また、月経が始まってから1週間以上出血が続く場合は「過長月経」と呼ばれ、ホルモン異常や子宮の病気が関係している可能性があります。
加齢にともなうホルモン変動やストレスが原因の場合もありますが、子宮頸管ポリープ、子宮内膜増殖症、子宮体癌などが関与しているケースもあるため、注意が必要です。

下腹痛

下腹部の痛みは月経に関連して感じられることが多いですが、それ以外にもさまざまな原因があります。
鈍く重い痛み、周期的な痛み、急激に強くなる痛みなど、症状の現れ方や継続時間により原因が異なります。

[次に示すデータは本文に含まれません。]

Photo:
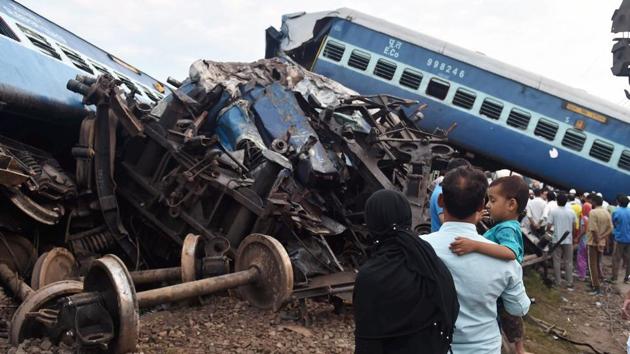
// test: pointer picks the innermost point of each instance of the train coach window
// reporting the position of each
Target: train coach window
(334, 50)
(491, 108)
(574, 139)
(624, 160)
(76, 59)
(385, 69)
(411, 79)
(546, 129)
(5, 30)
(464, 98)
(518, 119)
(40, 42)
(438, 88)
(359, 60)
(601, 150)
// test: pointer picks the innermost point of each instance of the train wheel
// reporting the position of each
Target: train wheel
(275, 281)
(17, 252)
(54, 265)
(23, 326)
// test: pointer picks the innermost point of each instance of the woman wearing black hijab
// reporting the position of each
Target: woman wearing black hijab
(404, 296)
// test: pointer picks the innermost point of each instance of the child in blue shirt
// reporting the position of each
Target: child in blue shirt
(507, 198)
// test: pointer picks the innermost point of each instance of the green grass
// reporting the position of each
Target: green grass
(548, 308)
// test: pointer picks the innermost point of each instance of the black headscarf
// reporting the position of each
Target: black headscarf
(403, 287)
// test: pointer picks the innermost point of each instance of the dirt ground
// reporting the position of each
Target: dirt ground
(225, 324)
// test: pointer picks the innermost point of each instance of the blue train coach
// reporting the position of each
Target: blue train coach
(38, 57)
(503, 116)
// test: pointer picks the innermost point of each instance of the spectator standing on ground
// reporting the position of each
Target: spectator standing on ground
(573, 198)
(480, 280)
(621, 232)
(581, 262)
(507, 198)
(575, 204)
(551, 204)
(535, 210)
(404, 296)
(599, 229)
(562, 220)
(436, 212)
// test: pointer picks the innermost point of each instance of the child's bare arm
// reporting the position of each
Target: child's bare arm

子宮や卵巣、膀胱、腸など骨盤内にある臓器由来の痛みであることが多く、月経に関係ないタイミングでの強い痛みには注意が必要です。
便秘やガスの滞留による一時的な痛みもありますが、繰り返す場合には婦人科疾患が隠れていることもあります。

頻尿、尿漏れ

「トイレが近い」「急に尿意を感じて間に合わない」「咳やくしゃみで尿が漏れる」といった排尿のトラブルは、年齢を重ねるにつれて増加します。
骨盤底の筋肉が弱くなることや、膀胱の過活動、自律神経の不調、女性ホルモンの減少などが背景にある場合が多いです。
中には泌尿器科の疾患や糖尿病が関係することもあるため、軽視せずに状態を把握しておくことが大切です。

性交痛

性交時に腟の入口や奥に痛みを感じる状態で、性的な接触が不快・苦痛に感じられることがあります。
閉経後の女性に多い腟の乾燥や萎縮、感染症、子宮内膜症などの身体的な要因に加え、過去の体験や不安感、緊張といった心理的な影響も関係します。

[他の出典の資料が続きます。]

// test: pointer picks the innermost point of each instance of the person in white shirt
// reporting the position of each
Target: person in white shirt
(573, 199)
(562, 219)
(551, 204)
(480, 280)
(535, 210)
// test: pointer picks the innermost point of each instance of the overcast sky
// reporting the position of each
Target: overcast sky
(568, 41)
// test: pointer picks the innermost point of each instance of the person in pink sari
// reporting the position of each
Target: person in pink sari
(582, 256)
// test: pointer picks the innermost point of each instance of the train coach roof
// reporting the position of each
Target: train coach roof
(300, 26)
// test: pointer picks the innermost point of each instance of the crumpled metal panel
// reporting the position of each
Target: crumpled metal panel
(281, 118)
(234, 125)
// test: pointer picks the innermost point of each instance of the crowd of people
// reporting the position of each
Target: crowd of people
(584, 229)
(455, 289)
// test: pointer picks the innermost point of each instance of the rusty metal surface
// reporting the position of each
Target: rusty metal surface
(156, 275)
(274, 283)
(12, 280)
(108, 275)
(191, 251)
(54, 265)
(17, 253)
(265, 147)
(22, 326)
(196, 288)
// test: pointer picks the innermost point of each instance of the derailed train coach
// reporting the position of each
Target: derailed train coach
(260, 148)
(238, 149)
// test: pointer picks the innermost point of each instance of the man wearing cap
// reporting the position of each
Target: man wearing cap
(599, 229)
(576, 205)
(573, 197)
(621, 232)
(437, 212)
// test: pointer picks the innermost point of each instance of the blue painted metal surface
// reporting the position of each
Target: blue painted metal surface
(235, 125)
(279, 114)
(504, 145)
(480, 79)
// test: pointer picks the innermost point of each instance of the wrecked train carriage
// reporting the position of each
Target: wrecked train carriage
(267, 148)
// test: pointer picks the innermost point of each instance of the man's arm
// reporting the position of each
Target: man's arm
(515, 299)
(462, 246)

痛みが続くことでパートナーとの関係や自己イメージに影響が出ることもあるため、早めに相談することが望ましいです。

おりもの、かゆみ、におい

おりものは女性の体を守る大切な役割を担っていますが、量や色、においに異常がある場合は何らかの異常のサインであることがあります。
白くポロポロしたおりもの、泡状でにおいが強いもの、黄緑色でかゆみを伴うものなど、変化のパターンはさまざまです。

原因としては、カンジダやトリコモナスといった感染症、細菌性膣症、性感染症などが考えられます。

月経前の体調不良

月経の1~2週間前から現れる身体的・精神的な不調のことを「月経前症候群(PMS)」と呼びます。
代表的な症状には、イライラ、気分の落ち込み、眠気、むくみ、頭痛、乳房の張りなどがあります。

原因は女性ホルモンの急激な変動によるとされ、生活の質に影響を及ぼすこともあります。中でも、精神症状が強い場合は「月経前不快気分障害(PMDD)」と診断されることがあります。